Receiving is allowing others to give to us as an ultimate act of kindness.
Michael Chase explained this during a beautiful talk at a conference I attended a few years back, titled “A Revolution of the Heart: Igniting the Power of Kindness Within.” His explanation forever changed the way I look at receiving.
Upon first hearing this concept, my discomfort immediately set in. Kindness in receiving? How awkward! I had the willies just thinking about it. I always thought we were supposed to rejoice in giving, not taking.
The truth is, we are often conditioned to believe that giving is superior to receiving, and we are never really trained to receive. But receiving is half of the powerful energy of exchange.
As an example, Michael told a sweet story about a time when receiving should have been an act of kindness from him:
He explained that in his town lived a well-known homeless woman. One afternoon, Michael offered this woman a ride a short distance from where she stood in the rain to the local Walmart, where she needed to go.
She accepted, and when they arrived at their destination just a few minutes later the woman attempted to give Michael three dollars as a thank you gesture for driving her. His instinctual reaction was to politely decline her offer over and over, despite her continued insistence.
He later confessed to the crowd that in retrospect, he should have accepted her money; not because, by any stretch of imagination, he needed or “deserved” the three dollars (ah, deserving—a powerful, made up measurement we love to trap our potential within).
Instead, the three dollars had been a gesture of pride, equality, kindness and gratitude from the woman. In turning her down, he prevented her from being a larger part of the positive energy exchange between them.
Many times in coaching sessions with my clients, particularly females looking to “do it all” (whatever the hell that means), this challenge to receive pops up as a heavy road block.
Sometimes there are elements of self-worth involved, other times it’s the fear of what asking for help implies. Here’s what I know for sure:
Asking for help does not translate to some pathetic “I can’t do it alone”, womp womp, fail-o’clock status. Asking for help is not a sign of weakness.
In fact, I’d argue that asking for help can be a sign of strength. And in receiving this help with a grateful heart—receiving all good things with a grateful heart—we offer something pretty incredible back to the giver: kindness in exchange for kindness.
One more example:
A few days into my yoga retreat in magical Costa Rica, I injured my foot while surfing. This makes me sound far more badass than I actually am—I’m still shocked I managed not to drown in the baby waves with my complete lack of seafaring skills.
At first, I had no interest in accepting help from anyone, even as I limped along rocky paths and unbalanced sand, wincing in pain. But, once I allowed 14 of some of the most beautiful, loving and divinely feminine ladies I’ve ever met step up to aid me in ordinary tasks (as if I ever really had a choice—those mamas were fierce!), I felt supported and cared for.

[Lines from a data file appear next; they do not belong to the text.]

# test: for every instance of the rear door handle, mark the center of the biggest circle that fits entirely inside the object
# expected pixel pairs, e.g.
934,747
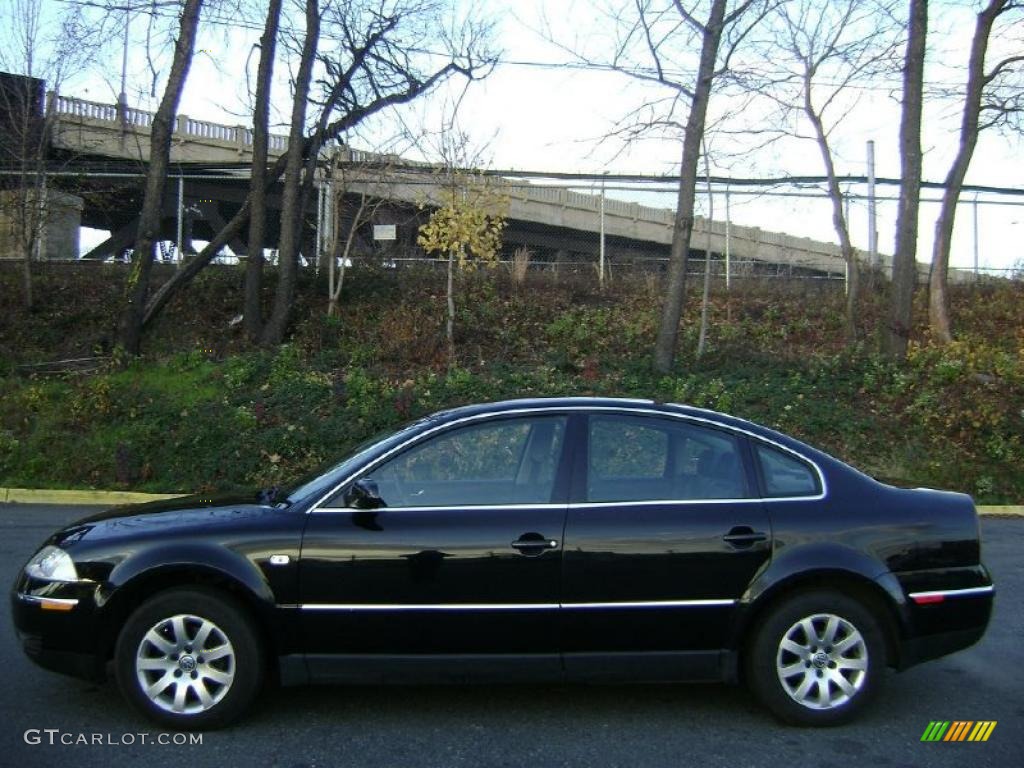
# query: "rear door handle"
743,536
534,544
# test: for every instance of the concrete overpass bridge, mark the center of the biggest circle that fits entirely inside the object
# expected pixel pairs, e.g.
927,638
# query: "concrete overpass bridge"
553,219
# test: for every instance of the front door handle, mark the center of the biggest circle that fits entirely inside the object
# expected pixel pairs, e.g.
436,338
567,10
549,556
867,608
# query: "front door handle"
534,544
742,537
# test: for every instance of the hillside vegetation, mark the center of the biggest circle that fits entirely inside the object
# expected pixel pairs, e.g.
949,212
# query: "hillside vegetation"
202,411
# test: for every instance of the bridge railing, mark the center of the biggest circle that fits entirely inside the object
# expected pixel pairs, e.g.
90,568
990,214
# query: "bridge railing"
203,130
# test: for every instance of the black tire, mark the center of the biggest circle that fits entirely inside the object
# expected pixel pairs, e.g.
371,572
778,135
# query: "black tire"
157,648
840,640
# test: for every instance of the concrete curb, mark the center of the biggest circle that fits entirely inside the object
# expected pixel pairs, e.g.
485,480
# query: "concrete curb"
43,496
34,496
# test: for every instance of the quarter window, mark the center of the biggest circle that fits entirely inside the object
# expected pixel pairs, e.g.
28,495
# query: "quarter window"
646,459
511,461
785,475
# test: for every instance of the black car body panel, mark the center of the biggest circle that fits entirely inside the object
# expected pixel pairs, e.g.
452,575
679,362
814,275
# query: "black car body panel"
563,587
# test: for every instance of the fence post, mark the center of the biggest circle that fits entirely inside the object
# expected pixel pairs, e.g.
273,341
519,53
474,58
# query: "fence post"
600,260
975,206
179,257
728,270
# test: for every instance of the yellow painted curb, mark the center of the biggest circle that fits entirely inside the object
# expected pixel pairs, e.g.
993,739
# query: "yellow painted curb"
1001,511
43,496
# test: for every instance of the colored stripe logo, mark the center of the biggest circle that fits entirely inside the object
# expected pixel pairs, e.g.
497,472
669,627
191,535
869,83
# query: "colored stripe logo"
958,730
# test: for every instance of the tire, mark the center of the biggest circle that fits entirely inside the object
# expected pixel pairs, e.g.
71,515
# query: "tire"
817,658
189,658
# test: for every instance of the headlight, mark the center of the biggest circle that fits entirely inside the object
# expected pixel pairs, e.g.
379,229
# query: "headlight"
52,564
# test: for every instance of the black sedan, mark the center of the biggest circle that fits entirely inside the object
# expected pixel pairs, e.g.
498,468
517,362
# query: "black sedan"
542,540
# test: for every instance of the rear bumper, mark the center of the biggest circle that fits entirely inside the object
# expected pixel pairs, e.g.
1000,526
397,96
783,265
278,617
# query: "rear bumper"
943,622
928,647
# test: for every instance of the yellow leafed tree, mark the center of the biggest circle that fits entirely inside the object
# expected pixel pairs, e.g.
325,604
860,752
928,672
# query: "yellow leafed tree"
466,227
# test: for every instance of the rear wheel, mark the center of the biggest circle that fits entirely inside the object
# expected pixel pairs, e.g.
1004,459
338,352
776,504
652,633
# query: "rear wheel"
817,658
189,658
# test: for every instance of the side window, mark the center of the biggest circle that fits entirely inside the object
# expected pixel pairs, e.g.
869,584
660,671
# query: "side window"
511,461
785,475
636,458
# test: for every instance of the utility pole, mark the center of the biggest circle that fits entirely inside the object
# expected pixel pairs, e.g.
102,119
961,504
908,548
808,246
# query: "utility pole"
600,257
872,228
123,96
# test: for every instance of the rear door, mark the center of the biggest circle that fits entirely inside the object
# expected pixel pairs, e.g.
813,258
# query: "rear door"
464,558
664,535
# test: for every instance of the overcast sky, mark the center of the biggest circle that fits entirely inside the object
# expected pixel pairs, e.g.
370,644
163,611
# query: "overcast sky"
532,117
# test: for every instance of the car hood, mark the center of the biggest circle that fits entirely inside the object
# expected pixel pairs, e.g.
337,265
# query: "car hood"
165,517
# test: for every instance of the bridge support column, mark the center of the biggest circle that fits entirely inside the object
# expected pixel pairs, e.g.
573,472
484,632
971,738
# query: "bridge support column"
58,233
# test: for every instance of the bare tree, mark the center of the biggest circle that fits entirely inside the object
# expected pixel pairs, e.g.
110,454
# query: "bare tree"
36,56
366,66
816,55
137,288
257,222
652,38
373,188
905,254
985,105
292,198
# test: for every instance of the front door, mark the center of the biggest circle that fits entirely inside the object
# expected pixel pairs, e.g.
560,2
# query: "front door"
663,538
462,560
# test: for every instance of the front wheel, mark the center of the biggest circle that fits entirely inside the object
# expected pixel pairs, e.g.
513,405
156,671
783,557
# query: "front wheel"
189,658
817,658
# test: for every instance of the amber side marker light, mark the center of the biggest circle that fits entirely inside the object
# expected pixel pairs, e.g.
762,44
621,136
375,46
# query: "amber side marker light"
928,599
55,606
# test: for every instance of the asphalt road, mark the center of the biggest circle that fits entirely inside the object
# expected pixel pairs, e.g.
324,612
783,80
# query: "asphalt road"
700,725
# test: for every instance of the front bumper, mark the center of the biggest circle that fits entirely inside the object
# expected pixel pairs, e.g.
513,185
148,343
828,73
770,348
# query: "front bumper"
55,625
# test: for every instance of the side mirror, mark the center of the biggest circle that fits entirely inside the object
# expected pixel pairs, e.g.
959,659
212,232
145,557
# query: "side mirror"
364,494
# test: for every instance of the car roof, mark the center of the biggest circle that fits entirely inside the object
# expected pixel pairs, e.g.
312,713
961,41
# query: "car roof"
627,403
529,403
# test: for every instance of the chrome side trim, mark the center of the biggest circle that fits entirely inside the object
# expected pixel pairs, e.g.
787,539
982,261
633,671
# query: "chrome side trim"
315,507
72,601
467,507
515,606
954,593
654,604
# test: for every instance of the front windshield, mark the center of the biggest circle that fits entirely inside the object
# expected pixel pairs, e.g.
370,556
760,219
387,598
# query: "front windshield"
333,471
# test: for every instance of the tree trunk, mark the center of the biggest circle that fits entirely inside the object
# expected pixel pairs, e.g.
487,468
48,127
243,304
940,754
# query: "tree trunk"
701,340
292,203
130,330
839,218
349,120
905,255
675,293
450,326
938,300
257,189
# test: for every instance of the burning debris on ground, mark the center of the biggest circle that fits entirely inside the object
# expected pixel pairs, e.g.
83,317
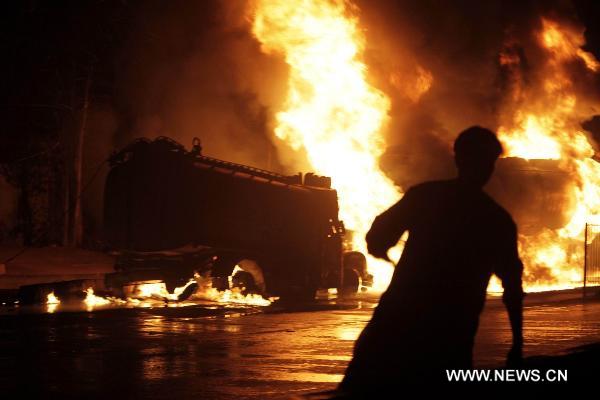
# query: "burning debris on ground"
234,154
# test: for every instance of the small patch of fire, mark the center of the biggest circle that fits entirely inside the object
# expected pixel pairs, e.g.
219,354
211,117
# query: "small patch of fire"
148,294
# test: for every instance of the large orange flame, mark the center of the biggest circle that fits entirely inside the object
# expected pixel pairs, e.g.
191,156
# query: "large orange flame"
545,124
331,110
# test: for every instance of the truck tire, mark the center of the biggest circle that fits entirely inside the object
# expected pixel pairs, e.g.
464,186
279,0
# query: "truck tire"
351,281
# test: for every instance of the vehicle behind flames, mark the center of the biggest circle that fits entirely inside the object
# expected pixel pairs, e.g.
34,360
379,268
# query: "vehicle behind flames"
170,213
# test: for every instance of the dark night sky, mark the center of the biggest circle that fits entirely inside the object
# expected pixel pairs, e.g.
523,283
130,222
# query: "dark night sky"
48,47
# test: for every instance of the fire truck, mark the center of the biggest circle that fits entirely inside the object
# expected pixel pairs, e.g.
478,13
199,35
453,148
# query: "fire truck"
170,213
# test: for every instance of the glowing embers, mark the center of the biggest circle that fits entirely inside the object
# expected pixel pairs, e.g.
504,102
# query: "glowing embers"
331,112
52,302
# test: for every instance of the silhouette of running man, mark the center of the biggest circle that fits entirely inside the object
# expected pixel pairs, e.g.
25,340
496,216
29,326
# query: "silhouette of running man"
426,321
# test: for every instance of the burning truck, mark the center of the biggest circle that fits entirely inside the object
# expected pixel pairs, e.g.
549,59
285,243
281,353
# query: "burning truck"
170,213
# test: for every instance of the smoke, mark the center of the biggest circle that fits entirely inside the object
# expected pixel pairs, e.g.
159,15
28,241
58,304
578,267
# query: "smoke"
192,69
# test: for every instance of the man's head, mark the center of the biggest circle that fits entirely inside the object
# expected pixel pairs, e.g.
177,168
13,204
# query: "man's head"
475,152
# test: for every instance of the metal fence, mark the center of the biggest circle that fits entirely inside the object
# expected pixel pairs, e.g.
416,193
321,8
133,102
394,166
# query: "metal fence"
591,270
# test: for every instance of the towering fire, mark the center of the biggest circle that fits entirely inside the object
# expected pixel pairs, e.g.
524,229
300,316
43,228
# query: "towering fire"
331,110
543,121
336,116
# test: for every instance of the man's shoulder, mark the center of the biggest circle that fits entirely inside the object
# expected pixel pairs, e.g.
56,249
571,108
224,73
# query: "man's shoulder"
430,187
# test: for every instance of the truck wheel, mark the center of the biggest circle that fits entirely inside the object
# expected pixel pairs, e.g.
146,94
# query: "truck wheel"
351,281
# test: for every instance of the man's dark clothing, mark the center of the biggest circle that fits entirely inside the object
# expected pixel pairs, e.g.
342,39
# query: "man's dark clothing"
427,319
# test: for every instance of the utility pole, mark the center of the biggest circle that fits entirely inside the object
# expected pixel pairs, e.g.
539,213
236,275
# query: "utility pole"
77,237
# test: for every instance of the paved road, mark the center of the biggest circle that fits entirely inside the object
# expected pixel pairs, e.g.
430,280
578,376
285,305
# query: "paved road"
206,351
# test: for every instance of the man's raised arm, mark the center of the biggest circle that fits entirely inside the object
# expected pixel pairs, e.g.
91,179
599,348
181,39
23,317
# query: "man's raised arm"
390,225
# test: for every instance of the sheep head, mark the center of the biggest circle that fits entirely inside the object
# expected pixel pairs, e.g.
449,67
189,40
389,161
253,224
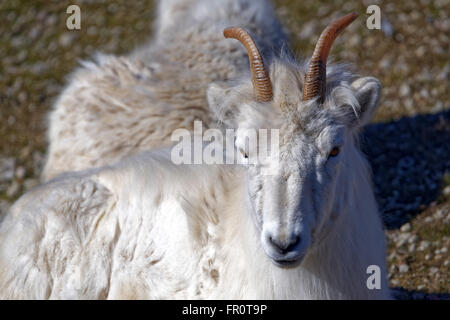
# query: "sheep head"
317,114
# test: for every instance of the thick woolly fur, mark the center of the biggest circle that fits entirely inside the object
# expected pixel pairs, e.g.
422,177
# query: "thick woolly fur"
117,106
145,228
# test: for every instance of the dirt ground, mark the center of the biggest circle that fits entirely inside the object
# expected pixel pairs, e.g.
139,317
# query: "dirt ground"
408,143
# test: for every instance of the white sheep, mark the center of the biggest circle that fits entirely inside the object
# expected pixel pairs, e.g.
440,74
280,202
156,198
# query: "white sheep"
149,229
117,106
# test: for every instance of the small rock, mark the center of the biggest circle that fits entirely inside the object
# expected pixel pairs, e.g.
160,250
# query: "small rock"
20,172
66,39
403,268
406,227
424,245
7,169
13,189
30,183
434,270
405,90
446,191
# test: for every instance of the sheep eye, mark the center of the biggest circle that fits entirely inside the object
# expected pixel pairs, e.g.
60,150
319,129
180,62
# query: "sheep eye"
334,152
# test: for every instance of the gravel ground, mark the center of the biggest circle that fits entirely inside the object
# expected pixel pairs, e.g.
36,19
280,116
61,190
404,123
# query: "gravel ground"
407,145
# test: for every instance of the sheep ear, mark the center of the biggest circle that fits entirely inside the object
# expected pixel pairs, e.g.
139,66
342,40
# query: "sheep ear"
368,93
222,103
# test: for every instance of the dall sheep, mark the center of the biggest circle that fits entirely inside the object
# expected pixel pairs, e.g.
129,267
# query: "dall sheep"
147,228
118,106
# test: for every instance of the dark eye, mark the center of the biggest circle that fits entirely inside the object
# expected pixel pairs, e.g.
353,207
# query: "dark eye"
334,152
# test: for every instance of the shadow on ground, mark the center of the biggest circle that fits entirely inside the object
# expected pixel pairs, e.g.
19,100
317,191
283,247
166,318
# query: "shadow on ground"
403,294
409,159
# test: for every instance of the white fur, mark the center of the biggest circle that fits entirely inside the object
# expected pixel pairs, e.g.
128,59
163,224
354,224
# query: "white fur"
118,106
149,229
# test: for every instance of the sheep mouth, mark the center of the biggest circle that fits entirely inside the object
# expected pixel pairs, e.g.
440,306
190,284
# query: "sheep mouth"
288,263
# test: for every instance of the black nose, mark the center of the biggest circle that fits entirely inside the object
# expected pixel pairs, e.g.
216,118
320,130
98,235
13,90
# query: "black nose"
285,247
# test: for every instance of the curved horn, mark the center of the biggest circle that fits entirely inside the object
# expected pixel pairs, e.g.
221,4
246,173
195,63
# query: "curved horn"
262,87
315,79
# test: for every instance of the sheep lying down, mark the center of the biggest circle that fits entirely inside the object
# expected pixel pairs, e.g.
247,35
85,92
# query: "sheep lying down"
94,236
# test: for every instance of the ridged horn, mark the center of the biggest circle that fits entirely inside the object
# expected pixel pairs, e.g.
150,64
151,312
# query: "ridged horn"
262,86
315,79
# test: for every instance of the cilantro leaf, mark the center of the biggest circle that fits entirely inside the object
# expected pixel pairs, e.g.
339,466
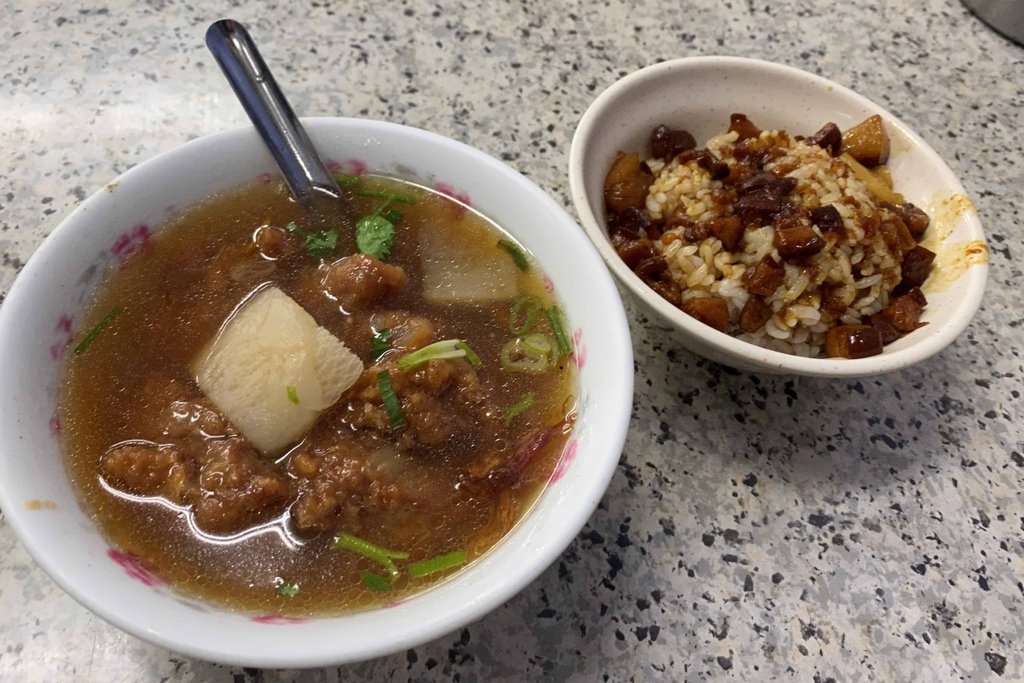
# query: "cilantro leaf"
318,245
287,589
374,236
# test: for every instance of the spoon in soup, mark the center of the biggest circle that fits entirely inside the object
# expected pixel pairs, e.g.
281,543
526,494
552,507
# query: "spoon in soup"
307,177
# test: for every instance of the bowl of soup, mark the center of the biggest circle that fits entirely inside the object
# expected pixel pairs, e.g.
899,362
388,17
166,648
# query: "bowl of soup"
264,438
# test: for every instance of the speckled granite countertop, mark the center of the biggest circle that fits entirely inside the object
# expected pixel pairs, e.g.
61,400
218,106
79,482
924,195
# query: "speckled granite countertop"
758,527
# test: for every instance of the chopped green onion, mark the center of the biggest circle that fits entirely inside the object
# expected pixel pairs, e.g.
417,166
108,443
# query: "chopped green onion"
345,179
518,408
380,344
554,315
439,563
374,236
375,582
522,313
384,195
287,589
538,342
318,245
471,355
517,255
450,348
522,356
390,400
96,331
392,215
371,551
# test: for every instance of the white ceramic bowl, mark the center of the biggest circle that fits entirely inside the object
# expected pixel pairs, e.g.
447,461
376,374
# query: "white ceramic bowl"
40,315
698,94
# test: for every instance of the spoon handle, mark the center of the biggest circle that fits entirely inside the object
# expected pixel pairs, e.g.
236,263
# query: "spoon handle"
271,115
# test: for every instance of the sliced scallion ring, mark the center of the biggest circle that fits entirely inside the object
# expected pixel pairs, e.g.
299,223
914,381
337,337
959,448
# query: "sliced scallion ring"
523,313
519,356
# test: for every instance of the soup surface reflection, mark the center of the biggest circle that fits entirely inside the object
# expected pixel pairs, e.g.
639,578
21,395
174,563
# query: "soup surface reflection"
417,469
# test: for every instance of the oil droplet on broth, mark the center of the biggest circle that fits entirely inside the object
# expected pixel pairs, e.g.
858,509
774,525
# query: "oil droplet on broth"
952,259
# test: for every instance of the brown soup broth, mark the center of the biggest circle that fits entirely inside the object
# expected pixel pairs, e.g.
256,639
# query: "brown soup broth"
174,296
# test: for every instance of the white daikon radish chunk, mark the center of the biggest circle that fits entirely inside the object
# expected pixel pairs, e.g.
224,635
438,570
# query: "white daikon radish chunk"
271,370
481,271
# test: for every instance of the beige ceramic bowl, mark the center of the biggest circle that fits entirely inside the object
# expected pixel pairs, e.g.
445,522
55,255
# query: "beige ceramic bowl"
698,94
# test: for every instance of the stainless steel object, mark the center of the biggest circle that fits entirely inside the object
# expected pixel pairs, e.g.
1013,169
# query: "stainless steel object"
307,177
1007,16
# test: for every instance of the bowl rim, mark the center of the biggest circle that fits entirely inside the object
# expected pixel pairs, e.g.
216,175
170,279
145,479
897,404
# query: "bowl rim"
297,652
974,278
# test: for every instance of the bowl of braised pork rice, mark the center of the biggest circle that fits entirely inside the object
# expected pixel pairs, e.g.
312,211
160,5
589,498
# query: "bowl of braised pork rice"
272,438
776,221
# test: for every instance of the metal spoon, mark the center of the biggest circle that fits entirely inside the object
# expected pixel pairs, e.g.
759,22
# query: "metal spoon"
311,184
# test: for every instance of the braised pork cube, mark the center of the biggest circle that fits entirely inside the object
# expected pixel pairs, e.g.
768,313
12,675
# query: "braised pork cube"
359,281
852,341
904,311
666,143
713,311
916,264
765,278
627,182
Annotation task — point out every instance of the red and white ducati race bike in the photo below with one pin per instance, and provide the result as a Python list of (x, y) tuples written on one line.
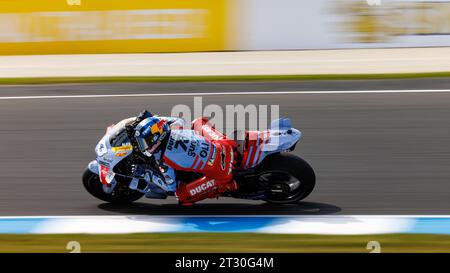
[(263, 167)]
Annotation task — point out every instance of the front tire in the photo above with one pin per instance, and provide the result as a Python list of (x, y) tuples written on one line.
[(289, 178), (121, 194)]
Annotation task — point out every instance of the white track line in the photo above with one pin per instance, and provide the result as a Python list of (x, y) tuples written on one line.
[(225, 216), (225, 94)]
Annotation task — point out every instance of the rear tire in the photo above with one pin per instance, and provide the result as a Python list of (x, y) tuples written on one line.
[(121, 194), (287, 166)]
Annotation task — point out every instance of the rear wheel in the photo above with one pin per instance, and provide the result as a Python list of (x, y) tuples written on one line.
[(288, 178), (121, 193)]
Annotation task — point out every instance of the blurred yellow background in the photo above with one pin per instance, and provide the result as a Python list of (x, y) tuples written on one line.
[(113, 26)]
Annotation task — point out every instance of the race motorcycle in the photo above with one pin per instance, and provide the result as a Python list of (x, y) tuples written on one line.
[(262, 167)]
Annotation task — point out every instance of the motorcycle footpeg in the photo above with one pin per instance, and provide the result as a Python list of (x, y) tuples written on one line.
[(154, 195)]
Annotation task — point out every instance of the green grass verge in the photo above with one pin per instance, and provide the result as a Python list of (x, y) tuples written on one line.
[(224, 242), (56, 80)]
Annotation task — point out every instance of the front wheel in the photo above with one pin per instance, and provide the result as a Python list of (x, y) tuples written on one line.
[(288, 178), (121, 193)]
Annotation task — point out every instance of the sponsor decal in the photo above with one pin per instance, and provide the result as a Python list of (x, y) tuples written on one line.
[(124, 148), (177, 142), (222, 158), (121, 154), (202, 187), (230, 168), (213, 156), (211, 132), (103, 174)]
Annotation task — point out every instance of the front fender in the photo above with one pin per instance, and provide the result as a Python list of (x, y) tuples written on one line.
[(93, 167)]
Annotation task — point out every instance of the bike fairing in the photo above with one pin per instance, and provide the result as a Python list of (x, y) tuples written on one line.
[(203, 150)]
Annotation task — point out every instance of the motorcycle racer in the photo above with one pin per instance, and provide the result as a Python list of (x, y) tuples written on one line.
[(177, 148)]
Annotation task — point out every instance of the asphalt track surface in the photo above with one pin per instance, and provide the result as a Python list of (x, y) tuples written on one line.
[(373, 153)]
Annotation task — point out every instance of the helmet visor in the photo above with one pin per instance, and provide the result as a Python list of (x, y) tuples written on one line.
[(143, 145)]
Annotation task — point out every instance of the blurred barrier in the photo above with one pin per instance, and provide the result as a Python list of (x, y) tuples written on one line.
[(112, 26), (330, 24), (117, 26), (338, 225)]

And in turn, they felt needed, appreciated and able-bodied. The fact of the matter was that they wanted to help me and if the tables had been turned, I would have wanted to help them, too. It served to bond us more deeply, and spark a profound flow of good ol’ fashioned love.
So, the bottom line?
As Michael said, both giving and receiving energies must flow for the world to be a better place.
We must let people give to us, share with us, praise us, appreciate us and help us.
Saying thank you and accepting these gifts is part of the exchange of being human.
It’s part of what connects us. Kindness for kindness makes the world go round, and we are worthy of its magic.